僕は日差しを遮るために帽子を被り、つばめさんは膨らんだパーカーのフードの部分を揺らして歩いた。
「神社にはよくお参りしに来るの?」
「神社は……どうだろ。正月とか人がいる時季は避けるけど、人がいなくなったら、やっと初詣に来たりするくらいかな。あとはちょっと歩きたいと思った時に」
人目を避けて、歩き回った先にあった場所が人のいない神社だったことがある。
その時、僕は中学一年生で、息の詰まる学校から抜け出し、あてもなく歩いて、腹の中になにも入っていないのに内臓も全て吐いてしまえそうな気持ち悪さを抱えて歩いていた。そして、辿り着いた神社の境内の端っこの木の幹にもたれかかって、しばらくぼーっとしていた。それで落ち着いてから、時折その神社に訪れては市の図書館で借りた本を読んでいた。
今日行く神社はその神社ではないけれど、僕にとって神社はそこそこ安心できるようなところだ。
「私もお父さんと一緒に初詣に来るよ! 今年のおみくじは大吉だったの。大吉、当たったね。私にも友達ができたよ!」
つばめさんが無邪気にそう言って笑うから、思わず、帽子の鍔を掴んで、深くかぶり直してしまった。
「おみくじ引けるかな? 一緒に引いてみようよ」
階段をあがって、境内に足を踏み入れる。屋台はかき氷の屋台が一つと水あめの屋台が一つ。土日だったら、もっと屋台があるのだろう。でも、かき氷も水あめもこうやって屋台を見るのはいつぶりだろう。屋台は僕が逃げ込んでいた神社にはなかったから新鮮だ。
「かき氷も食べたいね!」
「まずはお参りをしてからにしよっか」
「うん、そうしよ!」
神社に来ようと昨日、計画を立ててから手水舎での手の洗い方や神社での参拝の仕方などはネットできちんと調べておいた。つばめさんが知らなくても、完璧に教えることは可能だ。

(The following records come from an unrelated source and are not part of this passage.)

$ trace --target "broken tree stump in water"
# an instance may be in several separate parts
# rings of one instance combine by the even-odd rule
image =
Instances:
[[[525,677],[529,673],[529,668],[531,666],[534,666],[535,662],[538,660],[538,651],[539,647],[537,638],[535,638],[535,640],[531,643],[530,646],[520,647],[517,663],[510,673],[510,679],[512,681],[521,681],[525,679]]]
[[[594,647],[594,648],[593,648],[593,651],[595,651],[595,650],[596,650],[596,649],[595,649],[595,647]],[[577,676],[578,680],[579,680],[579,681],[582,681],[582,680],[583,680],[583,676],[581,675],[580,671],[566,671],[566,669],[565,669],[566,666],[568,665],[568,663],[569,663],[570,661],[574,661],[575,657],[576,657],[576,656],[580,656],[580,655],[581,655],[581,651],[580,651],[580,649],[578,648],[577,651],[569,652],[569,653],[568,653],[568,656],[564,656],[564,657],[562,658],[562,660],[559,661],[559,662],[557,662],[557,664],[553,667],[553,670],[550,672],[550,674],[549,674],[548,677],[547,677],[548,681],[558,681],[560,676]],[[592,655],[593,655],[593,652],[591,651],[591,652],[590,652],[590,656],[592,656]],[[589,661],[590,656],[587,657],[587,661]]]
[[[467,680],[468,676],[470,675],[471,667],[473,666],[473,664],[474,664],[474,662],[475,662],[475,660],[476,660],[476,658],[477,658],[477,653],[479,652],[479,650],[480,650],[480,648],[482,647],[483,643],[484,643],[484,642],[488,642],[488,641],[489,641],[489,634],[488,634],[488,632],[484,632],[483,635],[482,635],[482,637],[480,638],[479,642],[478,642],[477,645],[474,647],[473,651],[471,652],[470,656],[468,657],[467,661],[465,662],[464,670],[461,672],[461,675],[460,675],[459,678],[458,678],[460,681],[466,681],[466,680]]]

しかし、僕の準備もむなしく、手水舎を雨から守る屋根の柱に清め方の手順が書かれた看板が取り付けられており、つばめさんはそれを見ると、革手袋を外して、ポケットの中に入れた。
ずっと革手袋をつけているから、革手袋の下はずっと火傷の痕や人に見せたくないものが隠れていると勝手に思っていた。
でも、革手袋を外した彼女の手の甲は皺も傷も見当たらない綺麗な手だった。柄杓を握り、両の手に順に水をかける様子を見ていても、手の平にも傷などは見当たらない。やがて、彼女は全ての手順を終えて、革手袋とは反対のポケットからハンカチを取り出して、手を拭いた。
「あれ? 響くん、順番分からなくなったの?」
「え? ああ、大丈夫……。分かるよ」
昨日、ネットで調べたとは言わなかった。看板もあるのに知ったかぶりをしてもしょうがない。
「……つばめさん、どうして、革手袋をしているの? もう夏だし、暑いのに……」
僕が柄杓を握り、自分の手で水を落としながらそう聞くと、彼女は微笑んで、自分の唇の前で人差し指を立てた。
「手袋の話はまた今度ね」
先ほどまで無邪気に笑っていた彼女とは思えない雰囲気に僕は頷くことしかできなかった。
手水舎での手順を終えて、賽銭箱の前に立つと参拝の手順が賽銭箱の横の柱の看板に書かれていた。